As he suggested, there are proven uses for cellphones in developing countries: migrant workers use them to call relatives back home and farmers use them to check crop prices. There are also successful business models like the one pioneered by GrameenPhone of Bangladesh, which has fostered a network of entrepreneurial "phone ladies" who provide communications services for entire villages. Often cellphone use among the poor in developing countries involves text messaging, which is much cheaper than voice.

In the discussion after his presentation Mr. Negroponte emphasized the educational value of laptops, while Mr. Mundie and others focused on the business models enabled by cellphones.

These views are not necessarily at odds: as with cellphones, there are many potential business models that can be built around cheap laptops. After all, the most important application for personal computers back in 1979 was VisiCalc, an early spreadsheet used by businesses.

Going even further back in history, the must-have technology of 1853 was the sewing machine. Its success was largely because it offered purchasers a way to make money by taking in mending. Isaac Singer capitalized on this application by inventing a new way to sell products to consumers: the installment plan.

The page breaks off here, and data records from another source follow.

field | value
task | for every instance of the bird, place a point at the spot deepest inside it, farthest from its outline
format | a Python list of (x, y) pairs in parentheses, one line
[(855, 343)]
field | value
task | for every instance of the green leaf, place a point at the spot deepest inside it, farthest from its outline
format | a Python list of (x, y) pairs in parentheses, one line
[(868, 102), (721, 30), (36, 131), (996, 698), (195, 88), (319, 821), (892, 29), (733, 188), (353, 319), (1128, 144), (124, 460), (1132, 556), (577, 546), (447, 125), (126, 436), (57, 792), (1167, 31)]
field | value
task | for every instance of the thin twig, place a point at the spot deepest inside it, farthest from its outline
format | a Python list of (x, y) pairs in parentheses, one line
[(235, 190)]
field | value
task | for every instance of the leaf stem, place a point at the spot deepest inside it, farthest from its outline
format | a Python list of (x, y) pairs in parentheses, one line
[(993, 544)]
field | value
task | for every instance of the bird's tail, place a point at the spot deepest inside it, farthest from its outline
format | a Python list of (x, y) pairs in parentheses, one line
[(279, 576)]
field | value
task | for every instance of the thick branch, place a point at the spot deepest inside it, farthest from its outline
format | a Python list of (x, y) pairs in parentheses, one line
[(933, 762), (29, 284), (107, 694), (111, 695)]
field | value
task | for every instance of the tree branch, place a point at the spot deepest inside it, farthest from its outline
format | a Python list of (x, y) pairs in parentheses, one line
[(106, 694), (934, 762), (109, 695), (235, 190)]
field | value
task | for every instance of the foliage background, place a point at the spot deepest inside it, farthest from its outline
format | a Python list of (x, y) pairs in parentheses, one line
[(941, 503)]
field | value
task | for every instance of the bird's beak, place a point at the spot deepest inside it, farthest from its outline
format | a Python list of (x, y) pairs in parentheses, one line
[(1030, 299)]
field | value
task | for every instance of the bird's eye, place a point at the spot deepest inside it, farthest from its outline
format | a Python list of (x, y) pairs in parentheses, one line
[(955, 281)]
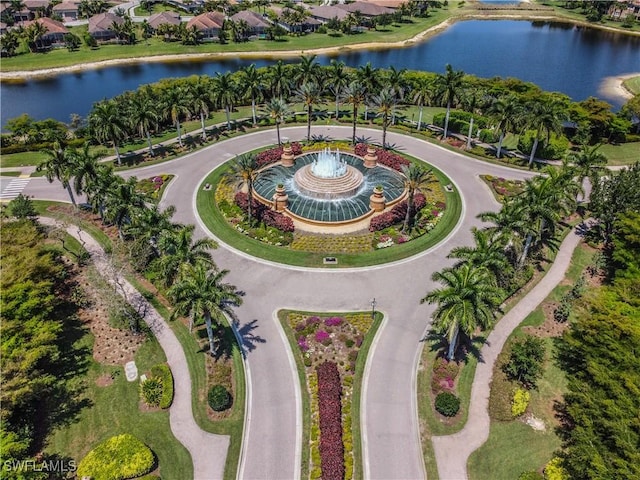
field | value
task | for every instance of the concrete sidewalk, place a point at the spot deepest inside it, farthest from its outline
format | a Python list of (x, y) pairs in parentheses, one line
[(453, 451)]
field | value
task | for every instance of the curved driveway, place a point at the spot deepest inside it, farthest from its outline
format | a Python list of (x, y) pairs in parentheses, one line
[(271, 447)]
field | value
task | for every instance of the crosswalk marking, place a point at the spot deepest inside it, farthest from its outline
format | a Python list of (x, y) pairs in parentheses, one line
[(14, 188)]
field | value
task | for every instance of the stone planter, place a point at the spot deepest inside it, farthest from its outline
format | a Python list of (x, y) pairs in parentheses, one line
[(377, 202), (287, 158), (280, 199), (371, 159)]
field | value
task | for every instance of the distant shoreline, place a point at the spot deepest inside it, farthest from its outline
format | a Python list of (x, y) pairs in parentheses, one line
[(22, 75)]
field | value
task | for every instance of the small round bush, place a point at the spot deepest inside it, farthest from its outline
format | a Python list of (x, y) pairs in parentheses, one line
[(219, 398), (447, 404)]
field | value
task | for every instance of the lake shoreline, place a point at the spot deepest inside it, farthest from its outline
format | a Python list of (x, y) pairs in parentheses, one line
[(23, 75)]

What is the 21st-century equivalent of taking in mending? Let me suggest that using the $100 laptop as a cash register could be quite attractive. These days, a cash register is nothing but a personal computer with a different interface. A simple cash register program plus accounting software would be useful to merchants whether or not a network was available.

If the computer was networked, there could be other valuable commercial applications. One could imagine using a networked laptop as a way to transfer funds, something like an A.T.M. with a human operator. Such an application is quite compatible with the Hawala system of monetary transfer that has been used in the Middle East, Africa and Asia for more than 1,200 years, providing a solid tradition on which entrepreneurs of the cyberage could build.

Low-cost laptops could also serve as a way to record and preserve contracts and other legal documents. The Peruvian economist Hernando de Soto has argued that the lack of formal titles to land and other property has prevented the poor from posting collateral to secure loans. Perhaps cheap, networked laptops could serve as repositories for such documents. Replicating legal documents across a network using peer-to-peer technology would ensure that they would remain accessible even if an individual laptop were lost or stolen.

Telephones are now viewed as an essential device for commerce, but it was not always so. The phone was not taken seriously by businessmen back in the 1870's, since there was no written record of transactions. The telegraph, which provided such a record, was viewed as far more trustworthy. Perhaps the virtue of having written (or at least electronic) records of transactions would be as useful in developing countries today as it was in 19th-century America.

Of course, written communication requires a literate population. But that is a good thing. If reading, writing and typing are the key to employment, people will be highly motivated to acquire those skills. And, circling back to Mr. Negroponte's education vision, the $100 laptop can help people become literate. There are already computer programs to teach reading from scratch using simple pictures and animation.

The great thing about computers is that they are what economists call general-purpose technologies. That is, they provide a platform on which other applications can be built, whether they are cash registers, A.T.M.'s, document repositories or instructional tools.

Ultimately, both sides of the Davos debate are right: cellphones have proven uses and will continue to spread rapidly in developing countries. But cellphones have their limits. Offering general-purpose technologies like low-cost laptops is a riskier strategy, but it just might have a big payoff.

Hal R. Varian is a professor of business, economics and information management at the University of California, Berkeley.